そんな風景やその背景を考えながら思い至ったのが、「なるほど、児童生徒の問題は、そもそも教師や教育現場自身の問題でもあるんだ」ということ。確かに考えてみれば、教科書や指導要領はPISAショックを経て変わったが、「ナショナルミニマム」という言葉を隠れ蓑に、文科省や教育委員会が学校の箸の上げ下ろしまで口を挟む仕組みや体質は何一つ変わっていない、だったら、そういう中で自発的に考え、行動するということは教師にとって徒労に終わりがちだし、教師がそうなら、児童生徒もまた同様になりかねないよな、と。
- 役所に限らず、民間でもある程度の規模になれば「組織の常識は世間の非常識」ということは多々あるし、昨今の企業不祥事などでも明らか。ただ、その組織の中だけを見てみると往々にしてそうなりがちで、すると組織の外にも足場を持つことが重要。

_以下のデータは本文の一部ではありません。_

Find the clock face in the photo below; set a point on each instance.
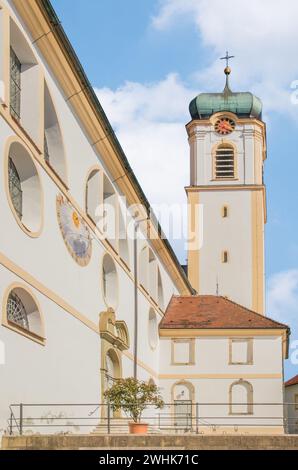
(74, 230)
(224, 126)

私の場合は恵まれていたんだと思うけど、例えば教育委員会の頃は上意下達的な教育行政に割と批判的な教育職もいたし、あるいは産業セクションではITやベンチャーなど、これまでの産業振興にいわばアンチテーゼを感じている層もいた。組織の中だけを見て絶対視するのではなく、組織の外からも組織を見るということは、自分が「まっとう」であるためには大事で、これは冒頭の持続可能性やSDGsなどにも通じることの一つ。
- 「未経験のことにも臆せず向き合う」「居心地のいい場所ではなく、悪い場所にあえて出向く」というのは成長のために大事なこと。
自分の場合、大学時代は地域経済や産業論などをやっていたが、役所に入ったからとてそういう部署にいくわけではない。ただ、これだけ多くの部署に異動すると、それらそれぞれのドメイン知識はもちろん、仕事を通じてある種の汎用的・普遍的なスキルや知識も身につく。
ざっと例示すると例えばその時々ごとにこういうことがあげられるが、それが結果、自分の今のコアスキルを形作っているのも確か。